Whenever I'm under a lot of stress, I tend to get only small tasks accomplished and the big, important stuff gets pushed aside. I guess it's because the small tasks give me a quick sense of accomplishment but not quite enough to make me feel like I can take on more valued projects. One of the things that gets ignored during these times is this blog and I shouldn't let that happen. Writing (when it isn't a required activity) has always been a good outlet for me and helps to empty my thoughts. Then, instead of letting them cascade around my brain, I can leave them on the page to fight amongst themselves.

As some may know from reading this blog, I have been struggling through my doctoral program for years. There were several bumps along the way and I have never wanted to be a quitter, but lately I've realized that I'm not on the right path. Many things have changed since I started the program as an eager 25 year old. I had become a listless 31 year old who had very little vision of where he was going. My wife told me that it had been a long time since I had been truly happy and not enveloped in some level of pain. I've probably known this for awhile, but until recently I wasn't able to admit it to myself.

The greater part of me expressed the need to make a clean break from my program and leave it behind, but there are undoubtedly some advantages to finishing the degree. There have been a number of things about the program that made it nearly impossible to finish, so I wrote a letter to my advisor asking if those obstacles could be sidestepped or even eliminated. I figured there wasn't any harm in trying since I had very little to loose, but the likelihood that such conditions would be accepted seems very low. So, why didn't I just make the break? At the time it seemed egotistical to think there was absolutely no chance things could change for the better and I had to give it a try.

In the two weeks since I sent that letter I have heard nothing and any resolve I had to continue in the program has begun to fall behind me. The person I was, the conditions and influences that propelled me, and the influences that blindly guided me are all gone now. That isn't to say that I am an empty vessel waiting to be filled since I've never believed that was what I'm all about. It was a big step to realize I was on the wrong path, but that doesn't mean the journey ahead will be easy. On the contrary, it may be much more difficult.

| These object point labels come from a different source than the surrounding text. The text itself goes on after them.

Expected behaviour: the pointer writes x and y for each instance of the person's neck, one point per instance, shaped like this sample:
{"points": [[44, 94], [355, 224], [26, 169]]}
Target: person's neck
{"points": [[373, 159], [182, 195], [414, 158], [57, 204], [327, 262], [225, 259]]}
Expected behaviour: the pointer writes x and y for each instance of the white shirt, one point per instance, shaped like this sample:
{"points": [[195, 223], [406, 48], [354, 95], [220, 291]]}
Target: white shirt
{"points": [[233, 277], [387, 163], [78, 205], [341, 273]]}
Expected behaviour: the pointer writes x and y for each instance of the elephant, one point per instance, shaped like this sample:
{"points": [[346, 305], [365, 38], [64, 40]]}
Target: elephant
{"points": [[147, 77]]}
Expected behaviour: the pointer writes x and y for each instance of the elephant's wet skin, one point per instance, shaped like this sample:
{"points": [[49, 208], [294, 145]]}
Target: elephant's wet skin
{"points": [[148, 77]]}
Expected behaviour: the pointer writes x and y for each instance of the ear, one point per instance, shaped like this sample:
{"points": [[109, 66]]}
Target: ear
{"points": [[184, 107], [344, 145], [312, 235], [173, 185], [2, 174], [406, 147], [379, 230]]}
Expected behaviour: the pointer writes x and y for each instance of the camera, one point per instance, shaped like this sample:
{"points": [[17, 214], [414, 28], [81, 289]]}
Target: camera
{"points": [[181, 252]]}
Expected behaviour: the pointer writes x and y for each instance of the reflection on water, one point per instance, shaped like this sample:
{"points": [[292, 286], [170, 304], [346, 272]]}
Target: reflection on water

So, here I am on the verge of a new voyage where I can leave behind the anchors I had left dragging in the sand. I know now that I have to release them if I ever hope to find out who I really am and what it is I'm going to become. The anchor to friends that left me behind in their self absorbed world, the anchor to a childhood that was filled with negative influences and nightmares, the anchor that told me I couldn't change and become who I want to be...all need to be left behind in the harbor so I can set sail and finally wake up.

3 comments:

Anonymous said...

I'm glad that you're moving forward Scott.

:-)

Anonymous said...

Huh, so you've stopped doing the doctoral program huh?

I did something similar years ago. I was set to start the Master's program at my university, but had a change of heart and realized that I didn't have the heart to study that stuff anymore, so I dropped out.

Worked out nicely in the long-run because I found something more meaningful to do (and more profitable).

Good luck, Scott.

P.S. I didn't see any pics of your altar posted.